The Dungeon Broker could be a businessman without scruples, a crime boss, or perhaps even in some settings, a Dungeon Broker can do just that full-time; dungeon brokering. (Up to you to decide if there's only one Broker in a city or even a setting or if there are many to the point where it is a profession as common as city guard captain or crime boss.)
Now, what is a Dungeon Broker exactly? Simple. In a world filled with clues, old maps and legends to ancient dungeons and other places reportedly full of treasure for those brave enough to go there, the Dungeon Broker is the guy who hands out said maps and clues... for a cut of the final treasure.
Reasons for the Dungeon Broker to not go after the treasures himself can be many. Some possibilities could be (but are certainly not limited to):
- It's more profitable for him to distribute many maps and clues and then collect his share from returning adventurers than it would be to spend his time going into one dungeon after the other.
- He is too busy with his main business to go exploring. Maybe a crime boss doesn't trust his men not to take over if he leaves the city for too long, or maybe he needs all his men for a war against another gang.
- He simply has a distaste for the danger it involves.
There are many ways a Dungeon Broker can ensure that the adventurers will give him his share of the treasure once they're back. While some might work with legal contracts, trust and a handshake, or good old coercing, most Dungeon Brokers who aren't spellcasters themselves will want to hire one. The Geas spell is often the most used, and normally adventurers who deal with Dungeon Brokers regularly will come to expect and agree to being put under the spell. If not, that's fine, but the Dungeon Broker will keep his maps and clues for himself. That also means that a Dungeon Broker needs to spend a significant amount of coin in protection to avoid having a group of adventurers just rob him. (Which is no guarantee for stopping such events from happening of course.) When all is said and done, a smart Dungeon Broker NEVER keeps maps and such on himself, and even less in his known place of business where everyone will expect those to be. But not all of them will necessarily be smart.
Broker shares will depend on each Dungeon Broker and each specific setting.
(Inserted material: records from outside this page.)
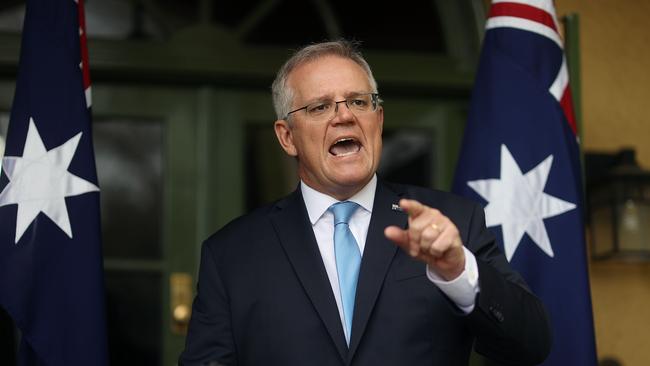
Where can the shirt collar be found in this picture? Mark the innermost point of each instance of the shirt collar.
(317, 203)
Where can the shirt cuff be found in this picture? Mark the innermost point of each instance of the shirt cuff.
(463, 289)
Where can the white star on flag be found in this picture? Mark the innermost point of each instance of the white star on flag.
(518, 203)
(39, 181)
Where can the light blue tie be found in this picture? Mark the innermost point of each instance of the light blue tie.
(348, 259)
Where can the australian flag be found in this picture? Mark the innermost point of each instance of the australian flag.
(51, 277)
(520, 157)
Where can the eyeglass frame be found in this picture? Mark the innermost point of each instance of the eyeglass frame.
(375, 100)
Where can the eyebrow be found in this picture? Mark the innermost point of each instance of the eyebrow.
(328, 97)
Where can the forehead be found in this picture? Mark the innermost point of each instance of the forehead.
(329, 76)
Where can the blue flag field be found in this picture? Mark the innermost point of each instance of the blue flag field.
(51, 277)
(520, 158)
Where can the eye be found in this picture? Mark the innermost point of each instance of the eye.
(358, 103)
(318, 108)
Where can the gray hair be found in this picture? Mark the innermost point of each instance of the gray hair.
(282, 92)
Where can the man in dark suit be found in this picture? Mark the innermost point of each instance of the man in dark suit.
(318, 278)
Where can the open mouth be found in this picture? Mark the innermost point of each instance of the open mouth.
(345, 146)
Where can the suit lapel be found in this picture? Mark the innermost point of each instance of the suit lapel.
(297, 238)
(377, 256)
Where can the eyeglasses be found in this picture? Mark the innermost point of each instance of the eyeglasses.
(325, 110)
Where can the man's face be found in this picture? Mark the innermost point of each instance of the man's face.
(340, 156)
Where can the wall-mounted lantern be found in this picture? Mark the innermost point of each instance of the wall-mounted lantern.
(619, 208)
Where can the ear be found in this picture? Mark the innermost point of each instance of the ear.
(285, 137)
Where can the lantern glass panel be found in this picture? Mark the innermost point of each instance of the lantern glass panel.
(634, 225)
(601, 228)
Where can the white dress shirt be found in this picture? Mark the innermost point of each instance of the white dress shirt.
(462, 290)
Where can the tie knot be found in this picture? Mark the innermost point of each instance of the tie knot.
(343, 211)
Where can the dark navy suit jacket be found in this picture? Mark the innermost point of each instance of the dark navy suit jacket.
(264, 297)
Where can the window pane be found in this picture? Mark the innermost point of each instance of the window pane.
(129, 166)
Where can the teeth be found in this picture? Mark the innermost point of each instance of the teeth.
(345, 146)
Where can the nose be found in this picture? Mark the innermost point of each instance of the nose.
(342, 115)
Dungeon Brokers also afford an easy way to offer different possibilities to players while also scaling each place according to the group's average level, if such things matter to you. At first, a Dungeon Broker would not trust his best map to a group he just met, so he'd send them to some unimportant dungeon with perhaps a few worthy items to be possibly brought back. As the adventurers continue doing business with the Broker, he'll trust them with more and more promising locations.
A good way for a DM to use the Broker would be to have many dungeons/adventures ready. The Broker then tells the adventurers what jobs he has available (while leaving enough details vague so the adventurers cannot guess where that would be before making an official deal with the Broker.) Once the players pick one of the adventure hooks, you'll know which dungeon/module to run for them.